The surface characteristics while generating blind pockets on Ti-6Al-4V revealed that the depth of cut and material removal rate were observed to be significant process parameters while varying the water jet pressure [6]. This in turn was attributed to the kinetic energy of the abrasives. It was also observed that the surface morphology of the machined surface varied significantly with changes on water jet pressure. At higher water jet pressures, the kinetic energy of the abrasives were observed to be maximum and this has led to improved material removal from the target surface, workpiece [7]. Surface morphology observations revealed that there were minimal traces of striation marks across the surface at higher water jet pressures, improving the surface quality. An increase in surface quality by 33% was observed for a change in input pressure of 25% and a straightness of the cut and taper angle analysis of INCONEL 188 with the effective process parameter were analyzed [8]. Result shows that 80 mm/min of transverse speed and 200 g/min of abrasive flow rate determined MRR is increased but it decrease the surface roughness. H13 Hot Die Tool Steel by AWJM are optimized and shown that 76 mm/min of transverse speed and 30 g/min of abrasive flow rate was effective [9]. According to the analysis of variance, the main factor influencing responses like MRR and hole surface roughness is water pressure of 3000bar. The improvement in surface finish during multi objective genetic algorithm to optimize the machining parameters for carbon steel S235 with machining time of 7.266 sec/cm2 are studied [10]. The variables that have the greatest influences on the machining process are quality are traverse speed and pressure in abrasive water jet machining process [11]. The researchers have studied the performance of the process parameters for minimization of surface roughness in machining Titanium and Nickel alloy using abrasive water jet machining [12-14]. 

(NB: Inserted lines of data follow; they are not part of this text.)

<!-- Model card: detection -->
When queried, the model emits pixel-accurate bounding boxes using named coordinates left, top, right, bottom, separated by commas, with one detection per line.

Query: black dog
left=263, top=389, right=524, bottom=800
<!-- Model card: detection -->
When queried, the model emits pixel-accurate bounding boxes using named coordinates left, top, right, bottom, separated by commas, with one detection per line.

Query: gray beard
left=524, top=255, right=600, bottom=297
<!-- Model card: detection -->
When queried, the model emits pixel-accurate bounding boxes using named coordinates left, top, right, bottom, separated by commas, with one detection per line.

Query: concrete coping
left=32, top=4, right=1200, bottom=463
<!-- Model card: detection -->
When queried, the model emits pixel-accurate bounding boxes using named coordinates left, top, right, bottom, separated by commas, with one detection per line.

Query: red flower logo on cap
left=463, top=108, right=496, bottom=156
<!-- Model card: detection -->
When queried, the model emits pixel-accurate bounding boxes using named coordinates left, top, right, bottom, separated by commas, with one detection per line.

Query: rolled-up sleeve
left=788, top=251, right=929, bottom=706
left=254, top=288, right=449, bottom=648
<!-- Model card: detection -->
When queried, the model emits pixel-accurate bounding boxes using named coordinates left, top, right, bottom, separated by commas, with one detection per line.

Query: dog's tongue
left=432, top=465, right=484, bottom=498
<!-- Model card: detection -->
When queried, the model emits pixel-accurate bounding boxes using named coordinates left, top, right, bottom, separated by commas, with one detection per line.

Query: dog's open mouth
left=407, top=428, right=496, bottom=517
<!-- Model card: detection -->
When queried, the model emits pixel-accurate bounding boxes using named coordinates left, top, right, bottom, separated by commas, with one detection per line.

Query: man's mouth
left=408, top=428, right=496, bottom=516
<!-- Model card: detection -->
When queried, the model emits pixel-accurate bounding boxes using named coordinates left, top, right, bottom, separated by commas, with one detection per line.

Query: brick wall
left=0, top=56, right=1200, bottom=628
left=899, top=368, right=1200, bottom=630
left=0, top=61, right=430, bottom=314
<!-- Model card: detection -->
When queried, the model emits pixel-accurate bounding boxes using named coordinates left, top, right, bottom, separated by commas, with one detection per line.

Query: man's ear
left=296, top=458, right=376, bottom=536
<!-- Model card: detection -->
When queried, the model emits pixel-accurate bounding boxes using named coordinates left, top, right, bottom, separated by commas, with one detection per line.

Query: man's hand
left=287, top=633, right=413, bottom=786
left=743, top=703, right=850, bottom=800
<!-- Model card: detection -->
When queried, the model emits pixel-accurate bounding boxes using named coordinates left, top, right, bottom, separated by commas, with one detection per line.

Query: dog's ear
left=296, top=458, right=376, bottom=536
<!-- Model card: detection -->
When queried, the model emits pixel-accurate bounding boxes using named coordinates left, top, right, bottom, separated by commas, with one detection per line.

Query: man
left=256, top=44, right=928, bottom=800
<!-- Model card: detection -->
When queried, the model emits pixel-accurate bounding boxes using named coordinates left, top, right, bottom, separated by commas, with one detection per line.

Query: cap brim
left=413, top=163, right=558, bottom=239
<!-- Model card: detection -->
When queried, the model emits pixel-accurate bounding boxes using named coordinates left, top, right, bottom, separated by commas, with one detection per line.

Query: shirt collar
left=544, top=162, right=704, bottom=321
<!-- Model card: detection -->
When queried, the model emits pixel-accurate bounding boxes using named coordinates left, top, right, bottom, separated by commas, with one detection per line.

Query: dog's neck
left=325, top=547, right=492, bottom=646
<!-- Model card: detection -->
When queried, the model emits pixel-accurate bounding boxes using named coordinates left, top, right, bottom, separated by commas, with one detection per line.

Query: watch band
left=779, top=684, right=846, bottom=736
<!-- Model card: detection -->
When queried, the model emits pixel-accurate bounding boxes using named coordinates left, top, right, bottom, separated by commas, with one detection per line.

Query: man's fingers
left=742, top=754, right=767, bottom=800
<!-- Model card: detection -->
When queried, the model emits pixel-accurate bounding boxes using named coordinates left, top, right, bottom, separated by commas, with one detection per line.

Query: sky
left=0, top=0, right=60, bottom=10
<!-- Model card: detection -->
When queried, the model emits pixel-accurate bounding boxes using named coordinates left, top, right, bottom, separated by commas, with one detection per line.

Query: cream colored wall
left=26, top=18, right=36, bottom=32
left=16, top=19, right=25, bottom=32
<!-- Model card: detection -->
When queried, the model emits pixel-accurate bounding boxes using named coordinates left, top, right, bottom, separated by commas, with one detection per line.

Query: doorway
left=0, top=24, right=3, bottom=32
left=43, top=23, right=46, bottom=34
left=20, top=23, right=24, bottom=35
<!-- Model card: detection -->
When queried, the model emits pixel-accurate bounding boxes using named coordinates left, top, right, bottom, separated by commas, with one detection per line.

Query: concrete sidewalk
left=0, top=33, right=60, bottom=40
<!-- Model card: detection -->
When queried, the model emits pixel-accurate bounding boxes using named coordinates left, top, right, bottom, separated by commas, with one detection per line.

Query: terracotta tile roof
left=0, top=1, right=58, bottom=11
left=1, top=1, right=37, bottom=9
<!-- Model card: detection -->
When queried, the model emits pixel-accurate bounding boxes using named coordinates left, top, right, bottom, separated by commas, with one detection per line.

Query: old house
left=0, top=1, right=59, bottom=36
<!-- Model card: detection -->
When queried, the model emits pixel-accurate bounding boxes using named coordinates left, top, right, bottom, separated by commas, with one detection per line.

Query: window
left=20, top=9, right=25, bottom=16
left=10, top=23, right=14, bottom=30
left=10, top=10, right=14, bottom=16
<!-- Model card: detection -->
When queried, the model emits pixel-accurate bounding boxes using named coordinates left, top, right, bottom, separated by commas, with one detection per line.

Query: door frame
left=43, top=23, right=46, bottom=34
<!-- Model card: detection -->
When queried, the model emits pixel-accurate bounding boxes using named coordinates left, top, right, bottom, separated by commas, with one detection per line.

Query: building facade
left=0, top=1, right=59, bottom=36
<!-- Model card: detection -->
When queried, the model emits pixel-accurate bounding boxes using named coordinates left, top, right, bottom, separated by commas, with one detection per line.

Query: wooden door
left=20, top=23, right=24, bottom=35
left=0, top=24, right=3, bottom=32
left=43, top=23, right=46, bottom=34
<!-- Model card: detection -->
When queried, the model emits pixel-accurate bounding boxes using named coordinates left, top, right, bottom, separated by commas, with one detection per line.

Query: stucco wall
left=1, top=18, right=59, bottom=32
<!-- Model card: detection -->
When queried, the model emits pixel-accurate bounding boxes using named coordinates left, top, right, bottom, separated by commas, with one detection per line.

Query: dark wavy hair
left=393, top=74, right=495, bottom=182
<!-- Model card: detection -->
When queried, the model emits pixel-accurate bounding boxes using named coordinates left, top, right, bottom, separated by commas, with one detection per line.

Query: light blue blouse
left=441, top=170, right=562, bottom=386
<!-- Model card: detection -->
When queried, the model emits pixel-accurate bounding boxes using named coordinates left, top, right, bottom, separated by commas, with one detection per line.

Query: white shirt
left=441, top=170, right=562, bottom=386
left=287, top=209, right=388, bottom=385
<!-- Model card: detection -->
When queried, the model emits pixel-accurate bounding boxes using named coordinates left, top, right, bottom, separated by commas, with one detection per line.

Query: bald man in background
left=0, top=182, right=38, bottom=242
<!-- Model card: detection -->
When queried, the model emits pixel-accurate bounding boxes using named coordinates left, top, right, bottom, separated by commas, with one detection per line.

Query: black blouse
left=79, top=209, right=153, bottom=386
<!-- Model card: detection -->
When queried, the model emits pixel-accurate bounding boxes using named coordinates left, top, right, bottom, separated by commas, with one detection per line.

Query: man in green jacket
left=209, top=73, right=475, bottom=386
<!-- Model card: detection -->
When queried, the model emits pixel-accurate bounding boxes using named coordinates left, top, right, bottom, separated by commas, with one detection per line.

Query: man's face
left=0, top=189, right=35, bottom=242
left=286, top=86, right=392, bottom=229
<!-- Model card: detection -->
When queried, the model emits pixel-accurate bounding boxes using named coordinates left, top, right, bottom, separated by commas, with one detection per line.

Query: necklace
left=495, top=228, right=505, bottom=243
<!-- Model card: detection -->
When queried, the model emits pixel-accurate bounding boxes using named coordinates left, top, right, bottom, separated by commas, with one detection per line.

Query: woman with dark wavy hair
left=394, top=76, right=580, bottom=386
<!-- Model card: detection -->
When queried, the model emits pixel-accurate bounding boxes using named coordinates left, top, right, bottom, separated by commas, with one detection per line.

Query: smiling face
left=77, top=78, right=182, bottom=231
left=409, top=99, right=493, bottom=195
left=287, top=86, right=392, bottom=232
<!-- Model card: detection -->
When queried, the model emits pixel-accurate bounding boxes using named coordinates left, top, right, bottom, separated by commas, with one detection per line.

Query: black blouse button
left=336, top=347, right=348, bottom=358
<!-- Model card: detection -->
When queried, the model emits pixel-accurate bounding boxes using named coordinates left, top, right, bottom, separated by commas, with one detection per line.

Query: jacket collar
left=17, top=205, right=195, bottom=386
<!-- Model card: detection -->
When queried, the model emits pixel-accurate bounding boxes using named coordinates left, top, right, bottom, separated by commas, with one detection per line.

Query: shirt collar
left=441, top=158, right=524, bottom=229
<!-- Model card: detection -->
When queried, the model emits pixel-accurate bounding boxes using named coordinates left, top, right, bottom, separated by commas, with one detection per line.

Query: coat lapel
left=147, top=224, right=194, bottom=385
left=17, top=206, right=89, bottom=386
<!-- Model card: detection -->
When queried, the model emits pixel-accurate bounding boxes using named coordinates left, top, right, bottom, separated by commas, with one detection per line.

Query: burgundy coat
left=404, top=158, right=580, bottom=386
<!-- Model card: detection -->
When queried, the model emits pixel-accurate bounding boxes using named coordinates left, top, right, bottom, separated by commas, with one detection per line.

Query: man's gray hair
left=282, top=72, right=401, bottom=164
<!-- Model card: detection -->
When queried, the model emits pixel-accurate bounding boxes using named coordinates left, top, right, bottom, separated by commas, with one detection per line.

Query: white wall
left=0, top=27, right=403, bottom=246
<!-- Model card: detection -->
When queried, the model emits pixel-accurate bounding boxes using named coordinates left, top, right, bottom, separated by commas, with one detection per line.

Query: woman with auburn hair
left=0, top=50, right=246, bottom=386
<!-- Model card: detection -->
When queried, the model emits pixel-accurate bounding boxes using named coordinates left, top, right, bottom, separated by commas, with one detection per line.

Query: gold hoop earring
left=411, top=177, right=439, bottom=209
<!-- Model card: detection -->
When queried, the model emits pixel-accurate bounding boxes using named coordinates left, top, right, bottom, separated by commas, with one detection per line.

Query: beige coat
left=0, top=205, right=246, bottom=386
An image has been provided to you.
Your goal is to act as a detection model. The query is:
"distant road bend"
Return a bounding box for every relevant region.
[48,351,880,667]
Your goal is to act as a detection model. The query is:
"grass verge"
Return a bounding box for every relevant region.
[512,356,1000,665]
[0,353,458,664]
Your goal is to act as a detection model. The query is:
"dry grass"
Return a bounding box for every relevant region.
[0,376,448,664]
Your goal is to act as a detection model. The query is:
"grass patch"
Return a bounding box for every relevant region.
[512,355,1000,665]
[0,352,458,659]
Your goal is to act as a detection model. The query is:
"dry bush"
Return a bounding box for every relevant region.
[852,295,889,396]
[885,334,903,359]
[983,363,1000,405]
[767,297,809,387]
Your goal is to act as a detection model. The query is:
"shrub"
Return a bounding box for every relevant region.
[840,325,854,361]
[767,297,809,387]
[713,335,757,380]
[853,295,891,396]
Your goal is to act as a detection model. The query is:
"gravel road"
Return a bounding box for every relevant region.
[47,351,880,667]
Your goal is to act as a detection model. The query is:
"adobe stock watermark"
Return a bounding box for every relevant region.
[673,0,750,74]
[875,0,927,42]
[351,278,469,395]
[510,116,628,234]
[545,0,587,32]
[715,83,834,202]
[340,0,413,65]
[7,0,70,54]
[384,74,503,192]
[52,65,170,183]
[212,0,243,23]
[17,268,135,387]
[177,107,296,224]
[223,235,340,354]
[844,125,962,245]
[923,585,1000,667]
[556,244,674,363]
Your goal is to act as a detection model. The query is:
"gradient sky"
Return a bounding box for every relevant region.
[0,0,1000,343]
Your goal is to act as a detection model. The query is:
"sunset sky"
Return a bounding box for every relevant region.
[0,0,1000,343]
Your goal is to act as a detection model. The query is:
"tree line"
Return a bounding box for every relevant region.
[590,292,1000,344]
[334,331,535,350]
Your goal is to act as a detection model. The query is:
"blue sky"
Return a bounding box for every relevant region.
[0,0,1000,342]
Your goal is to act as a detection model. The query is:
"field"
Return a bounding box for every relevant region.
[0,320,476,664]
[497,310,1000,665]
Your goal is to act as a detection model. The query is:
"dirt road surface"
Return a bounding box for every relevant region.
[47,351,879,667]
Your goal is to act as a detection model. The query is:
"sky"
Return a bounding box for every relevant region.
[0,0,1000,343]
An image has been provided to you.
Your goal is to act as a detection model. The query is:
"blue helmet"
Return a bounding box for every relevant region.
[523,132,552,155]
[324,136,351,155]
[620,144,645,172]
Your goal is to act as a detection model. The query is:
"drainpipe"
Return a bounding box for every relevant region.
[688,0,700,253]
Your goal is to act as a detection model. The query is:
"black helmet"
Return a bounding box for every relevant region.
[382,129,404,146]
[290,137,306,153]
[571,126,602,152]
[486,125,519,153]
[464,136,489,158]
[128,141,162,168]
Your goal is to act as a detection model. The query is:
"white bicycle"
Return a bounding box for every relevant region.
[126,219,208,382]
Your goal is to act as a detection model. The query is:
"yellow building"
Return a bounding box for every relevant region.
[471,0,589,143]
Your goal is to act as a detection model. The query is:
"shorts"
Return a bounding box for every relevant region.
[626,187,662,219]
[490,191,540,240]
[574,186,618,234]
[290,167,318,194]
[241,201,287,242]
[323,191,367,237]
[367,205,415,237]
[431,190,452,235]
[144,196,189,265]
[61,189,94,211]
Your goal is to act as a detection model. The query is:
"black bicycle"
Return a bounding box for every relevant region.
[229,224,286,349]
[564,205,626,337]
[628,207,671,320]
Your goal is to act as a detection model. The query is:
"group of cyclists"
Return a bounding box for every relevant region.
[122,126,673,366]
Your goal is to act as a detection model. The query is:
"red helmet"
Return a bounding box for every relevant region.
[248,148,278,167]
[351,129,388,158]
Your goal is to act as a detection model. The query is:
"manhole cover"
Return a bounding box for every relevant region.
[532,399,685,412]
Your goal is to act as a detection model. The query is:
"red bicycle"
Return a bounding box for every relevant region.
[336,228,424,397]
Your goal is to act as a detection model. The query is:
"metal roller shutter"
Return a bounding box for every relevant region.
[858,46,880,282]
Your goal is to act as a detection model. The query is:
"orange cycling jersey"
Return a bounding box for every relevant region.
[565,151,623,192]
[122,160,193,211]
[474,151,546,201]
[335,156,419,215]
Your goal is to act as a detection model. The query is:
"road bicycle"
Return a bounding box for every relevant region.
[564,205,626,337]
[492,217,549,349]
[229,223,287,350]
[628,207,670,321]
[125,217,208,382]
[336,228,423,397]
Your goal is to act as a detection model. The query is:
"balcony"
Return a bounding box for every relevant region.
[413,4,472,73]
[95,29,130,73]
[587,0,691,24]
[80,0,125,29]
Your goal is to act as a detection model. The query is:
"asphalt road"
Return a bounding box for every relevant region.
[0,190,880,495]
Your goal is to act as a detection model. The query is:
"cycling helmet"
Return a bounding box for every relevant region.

Inconel 718 is optimized using multi criteria decision making technique and other optimization techniques such as Taguchi technique, TOPSIS are also performed to determine the optimum process parameters [15-17]. The multi objective optimization is performed through several optimization techniques to determine the optimal process parameters for machining [18, 19]. From the literatures, it could be inferred that cutting process parameters associated to Abrasive water jet machining are primarily dependent on the material removal and surface finish. In addition, the process is primarily dependent on various other factors such as mixing parameters, abrasive parameters and cutting parameters. In specific, mixing parameters comprises of the focusing nozzle length and nozzle diameter. The parameters are abrasive mass flow rate, abrasive particle diameter, abrasive particle shape and abrasive material hardness. Significant cutting parameters that contribute to the process are traverse rate, number of passes, stand-off distance and jet impingement angle. In addition, the work piece properties play a major role in determining the efficiency of abrasive water jet machining process. ANN and RSM can able to build mathematical models and optimize the responses alone and provides a relationship between the input and output relationships. GRA provides multi response optimization by ranking closeness to an ideal solution. DFA combines the multi objective optimization problems into a single objective optimization problem. Several researchers used several optimization techniques to determine the optimal process parameters [20, 21].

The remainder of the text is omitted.